South African Lonmin (LON: LMI), the world's third largest platinum producer, managed to swing back into the black and reach its best output since 2007, despite a turbulent year that saw the company deal with safety stoppages and labour disputes.

The firm said full-year production, sales and cash costs beat its own guidance, posting pre-tax profits of $140 million, which exceeded analysts’ forecasts.
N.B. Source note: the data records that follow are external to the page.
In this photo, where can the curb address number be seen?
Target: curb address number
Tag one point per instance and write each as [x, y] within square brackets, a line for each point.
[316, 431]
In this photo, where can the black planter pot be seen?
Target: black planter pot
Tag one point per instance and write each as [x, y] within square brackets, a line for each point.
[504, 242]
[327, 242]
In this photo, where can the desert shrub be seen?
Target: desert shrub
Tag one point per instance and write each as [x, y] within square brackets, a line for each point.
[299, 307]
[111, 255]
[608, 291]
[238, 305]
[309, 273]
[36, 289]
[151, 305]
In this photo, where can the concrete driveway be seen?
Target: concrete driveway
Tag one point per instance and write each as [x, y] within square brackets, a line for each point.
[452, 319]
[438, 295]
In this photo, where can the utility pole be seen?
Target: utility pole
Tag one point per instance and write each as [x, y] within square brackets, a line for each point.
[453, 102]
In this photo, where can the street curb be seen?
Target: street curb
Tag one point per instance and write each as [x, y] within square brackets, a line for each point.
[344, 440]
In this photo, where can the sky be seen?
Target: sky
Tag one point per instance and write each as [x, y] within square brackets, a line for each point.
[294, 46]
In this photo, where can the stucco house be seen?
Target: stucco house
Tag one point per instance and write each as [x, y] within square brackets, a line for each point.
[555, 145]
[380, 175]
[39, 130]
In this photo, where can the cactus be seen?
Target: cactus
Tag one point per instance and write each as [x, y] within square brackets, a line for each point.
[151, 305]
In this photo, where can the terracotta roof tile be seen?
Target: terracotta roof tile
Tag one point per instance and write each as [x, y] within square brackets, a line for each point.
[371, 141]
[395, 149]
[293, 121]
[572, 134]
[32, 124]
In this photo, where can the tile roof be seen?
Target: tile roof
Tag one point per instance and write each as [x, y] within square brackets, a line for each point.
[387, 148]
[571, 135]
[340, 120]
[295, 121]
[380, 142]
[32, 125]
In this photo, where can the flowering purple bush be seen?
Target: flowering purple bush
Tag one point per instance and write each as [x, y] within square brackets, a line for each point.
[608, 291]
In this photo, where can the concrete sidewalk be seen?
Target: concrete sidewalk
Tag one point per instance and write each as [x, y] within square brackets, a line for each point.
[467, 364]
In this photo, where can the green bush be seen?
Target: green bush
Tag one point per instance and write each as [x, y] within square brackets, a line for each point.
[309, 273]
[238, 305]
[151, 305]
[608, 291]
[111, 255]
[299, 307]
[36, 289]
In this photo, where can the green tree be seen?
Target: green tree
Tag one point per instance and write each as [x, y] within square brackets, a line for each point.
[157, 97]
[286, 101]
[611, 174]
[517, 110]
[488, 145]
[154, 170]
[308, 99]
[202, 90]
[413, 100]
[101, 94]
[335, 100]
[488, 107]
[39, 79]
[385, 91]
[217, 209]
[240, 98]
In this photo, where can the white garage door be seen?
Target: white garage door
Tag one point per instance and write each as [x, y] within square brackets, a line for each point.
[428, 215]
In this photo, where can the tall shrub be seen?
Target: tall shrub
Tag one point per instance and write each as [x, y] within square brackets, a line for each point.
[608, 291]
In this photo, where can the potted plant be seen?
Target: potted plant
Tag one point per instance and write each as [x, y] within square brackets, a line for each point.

Last year, the platinum miner announced pre-tax losses of $698 million.

On top of turbulence caused by union unrest, Lonmin was also affected by renewed violence at its mines, particularly Marikana, where 34 workers were shot and killed by police during a strike in August 2012.

Chief executive Ben Magara, who took on the role in July, has set out a turnaround plan since his appointment, ramping up production and reshuffling the management team.

“What is happening on the ground is very pleasing,” Magara said while delivering the firm’s 2013 final results. “We still need productivity to come up . . . we need to move from creating operational credibility into operational excellence.”

Lonmin said it is maintaining next year’s guidance of sales above 750,000 ounces and capital expenditure of $210 million, in line with the renewal plan.

The miner remains in challenging wage negotiations with the Association of Mineworkers and Construction Union (AMCU), which has grown rapidly to dominate the platinum sector in the wake of last year’s strikes.